How Wall Street reacts to the incoming results could help show how important (or unimportant) earnings, sales and growth are to share prices.

This week is the busiest of the fourth-quarter earnings season, with results expected from a third of the companies in the SP 500 — including technology giants Microsoft, Apple, Facebook and Tesla. Overall, Wall Street analysts expect that profits at SP 500 companies will be down 7 percent compared with the fourth quarter of 2019, according to FactSet data.

So far, results from the first 66 companies in the SP 500 that reported earnings have been slightly stronger than usual. About 88 percent of those companies did better than analysts expected. Wall Street is notorious for underestimating how companies will do, but that share of companies that “beat” is higher than what’s typical.
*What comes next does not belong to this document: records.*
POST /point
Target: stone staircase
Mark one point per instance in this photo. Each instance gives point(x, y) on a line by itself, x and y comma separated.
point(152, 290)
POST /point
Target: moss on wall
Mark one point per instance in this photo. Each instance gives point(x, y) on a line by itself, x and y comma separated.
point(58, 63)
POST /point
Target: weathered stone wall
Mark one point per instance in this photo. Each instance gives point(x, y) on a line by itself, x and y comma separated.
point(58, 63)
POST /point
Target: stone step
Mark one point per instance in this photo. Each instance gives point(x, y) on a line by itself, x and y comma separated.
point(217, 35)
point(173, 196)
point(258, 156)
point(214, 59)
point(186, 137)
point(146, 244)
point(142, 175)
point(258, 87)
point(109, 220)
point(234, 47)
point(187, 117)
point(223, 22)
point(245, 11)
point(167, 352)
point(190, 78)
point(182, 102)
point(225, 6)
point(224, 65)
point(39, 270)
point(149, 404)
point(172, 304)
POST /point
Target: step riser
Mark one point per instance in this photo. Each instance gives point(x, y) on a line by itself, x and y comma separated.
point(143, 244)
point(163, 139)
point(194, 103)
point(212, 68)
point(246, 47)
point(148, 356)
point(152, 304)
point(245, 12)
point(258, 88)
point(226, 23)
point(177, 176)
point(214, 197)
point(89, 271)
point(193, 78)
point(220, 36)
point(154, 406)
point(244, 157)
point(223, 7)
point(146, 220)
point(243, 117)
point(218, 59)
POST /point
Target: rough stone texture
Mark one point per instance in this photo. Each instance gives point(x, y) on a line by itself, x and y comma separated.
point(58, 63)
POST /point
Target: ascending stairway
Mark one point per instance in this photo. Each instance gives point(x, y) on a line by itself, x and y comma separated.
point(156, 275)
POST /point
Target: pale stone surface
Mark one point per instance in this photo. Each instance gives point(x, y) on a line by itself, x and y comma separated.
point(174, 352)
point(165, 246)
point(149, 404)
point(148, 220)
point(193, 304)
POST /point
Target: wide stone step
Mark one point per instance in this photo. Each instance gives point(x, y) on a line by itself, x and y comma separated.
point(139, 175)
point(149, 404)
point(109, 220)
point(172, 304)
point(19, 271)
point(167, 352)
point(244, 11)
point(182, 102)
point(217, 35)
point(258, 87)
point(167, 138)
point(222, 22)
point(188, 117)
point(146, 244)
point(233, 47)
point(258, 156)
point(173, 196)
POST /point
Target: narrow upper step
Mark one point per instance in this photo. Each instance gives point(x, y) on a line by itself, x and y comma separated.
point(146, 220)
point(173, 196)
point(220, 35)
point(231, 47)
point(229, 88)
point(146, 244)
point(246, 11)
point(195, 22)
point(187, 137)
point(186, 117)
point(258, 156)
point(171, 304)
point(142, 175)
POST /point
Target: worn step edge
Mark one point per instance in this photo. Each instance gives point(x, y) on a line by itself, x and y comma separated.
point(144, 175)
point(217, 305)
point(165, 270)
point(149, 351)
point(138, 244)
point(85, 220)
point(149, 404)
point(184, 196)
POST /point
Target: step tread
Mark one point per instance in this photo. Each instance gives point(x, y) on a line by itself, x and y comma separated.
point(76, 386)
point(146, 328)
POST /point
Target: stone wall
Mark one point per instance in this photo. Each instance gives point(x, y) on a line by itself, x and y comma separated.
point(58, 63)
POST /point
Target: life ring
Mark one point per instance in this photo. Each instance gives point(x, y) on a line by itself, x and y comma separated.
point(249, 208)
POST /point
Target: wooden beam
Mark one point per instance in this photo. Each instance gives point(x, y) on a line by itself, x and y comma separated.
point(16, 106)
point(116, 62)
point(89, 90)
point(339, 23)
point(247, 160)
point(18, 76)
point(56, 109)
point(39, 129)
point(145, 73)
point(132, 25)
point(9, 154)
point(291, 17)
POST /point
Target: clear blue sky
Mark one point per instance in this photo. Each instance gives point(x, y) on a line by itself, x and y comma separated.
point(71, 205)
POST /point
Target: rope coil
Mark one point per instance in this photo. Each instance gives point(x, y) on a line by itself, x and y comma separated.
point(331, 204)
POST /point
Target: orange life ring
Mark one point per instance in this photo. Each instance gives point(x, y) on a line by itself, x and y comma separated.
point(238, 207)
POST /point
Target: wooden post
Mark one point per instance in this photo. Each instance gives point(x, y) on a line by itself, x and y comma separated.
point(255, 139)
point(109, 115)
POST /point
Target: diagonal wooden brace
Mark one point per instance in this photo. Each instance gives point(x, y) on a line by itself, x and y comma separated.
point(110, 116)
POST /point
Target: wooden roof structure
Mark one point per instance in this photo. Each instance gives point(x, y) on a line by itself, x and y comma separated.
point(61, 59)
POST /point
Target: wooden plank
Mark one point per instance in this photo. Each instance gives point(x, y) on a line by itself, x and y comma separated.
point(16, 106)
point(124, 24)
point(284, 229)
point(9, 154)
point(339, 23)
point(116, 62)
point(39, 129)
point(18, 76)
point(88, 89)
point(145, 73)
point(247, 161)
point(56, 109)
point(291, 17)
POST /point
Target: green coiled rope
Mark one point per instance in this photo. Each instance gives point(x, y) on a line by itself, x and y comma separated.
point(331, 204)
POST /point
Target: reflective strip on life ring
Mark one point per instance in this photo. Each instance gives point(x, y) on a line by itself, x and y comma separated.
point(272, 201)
Strangely, however, investors have seemed downright dismissive of better-than-expected earnings results, and that could be a bad omen for the market.

Usually, when a company does better than expected, its shares rise. But, through Friday, companies that beat expectations have actually underperformed the broader market, according to Bank of America analysts.

Such a reaction is yet another indication that stock prices are becoming increasingly untethered from fundamentals. In fact, Bank of America analysts noted that they haven’t seen this sort of reaction to earnings results since the dot-com bubble was beginning to deflate.

“The last time we saw such a perverse market reaction to earnings was during 2Q 2000 earnings season, after which the SP 500 fell by 13 percent over the next three months,” they wrote.